If the handicap scale were to be made linear, black should receive the komi in addition to any handicap stones. (Or alternately, black should only get a handicap stone for every two kyus of difference, with white getting komi when the difference is even)
Because the handicap system is internally inconsistent, I mentally substituted the one stone handicap with "replace the player with someone who has 100 ranking points more" in my previous comments, but forgot to mention I had done so. Sorry about that.
Excellent point! I'm aware of this kink, which is why I used 5d vs 6d and 29k vs 30k above, but I didn't realize that that very same point answers my question: If the dan/kyu system isn't linear, then it can't equate a linear system, plain and simple. I'm changing the sentence that I misunderstood to indicate otherwise.

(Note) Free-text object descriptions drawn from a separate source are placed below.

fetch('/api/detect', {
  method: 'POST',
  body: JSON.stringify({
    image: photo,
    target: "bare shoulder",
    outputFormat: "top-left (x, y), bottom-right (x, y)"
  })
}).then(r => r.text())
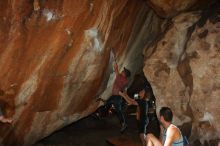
top-left (169, 124), bottom-right (178, 130)
top-left (168, 125), bottom-right (179, 133)
top-left (167, 124), bottom-right (181, 140)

(BTW, I just saw that we already have a description of that kink here: Rank And Handicap#Criticisms on the traditional handicap scheme.)
Oh, and in the earlier assumption the emphasis was meant to be on the "described by a single number" bit.
The logarithmic thing is just how most people intuitively think about playing strength. That is, if A wins B 7 games out of 10 and B wins C 7 times out of 10, then, if noise (luck) is ignored, most people would think that A's should win approximately nine games out of ten (1-(3/10)^2) when playing against C.
If you choose the scale to be logarithmic, you can get this result _and_ you get to keep the nice result that the rating difference between A and B is the same as between B and C, so you can immediately tell that the strength difference is the same in both pairs. Other than that, it does not really matter much.
Ignoring the noise will of course bring problems, because in real life there is always noise. This is why several improvements that take noise into account have been suggested, hence the link.
Cheers,
-Bass
Ok I've updated the main page with some more info. Sebastian asked for more explanation. A difficulty of designing rating systems for Go is the extra requirement to align them to traditional dan/kyu ranks. Here is how I think of the way EGF's system was designed.
First assign arbitrary Elo-like numbers to each rank. EGF choose to set an average 1 dan to 2100, and every rank equal to 100 points. Now through statistics they estimated the winning probabilities of players of different ranks winning in even games. This sets the parameter 'a' in the EGF formula, which varies according to the average rank of the players (unlike regular Elo where it is fixed). This 'fitting' process is what makes the transformation from Elo numbers to ranks work.
For handicaps, we essentially get it by the definition of rank differences. A 5dan vs 2dan with 3 stone handicap plus reverse komi should have 50/50 win chances. Remember at first that players initially got their ranks from this definition, and that in the paragraph above we used players with those ranks, but playing even games to fit the probabilities for even games.
So everything is nice, but of course all rating systems have problems, there may be 3 players that beat each other in a cycle (A>B>C>A). Assigning a single number does not describe this situation. In addition for Go, some players may be better at handicap than others. For handicaps we start off with the axiom that if A gives B 3 stones, and B gives C 3 stones, that A should give C 6 stones. Everything tends to work out somewhat but it's not perfect for all situations.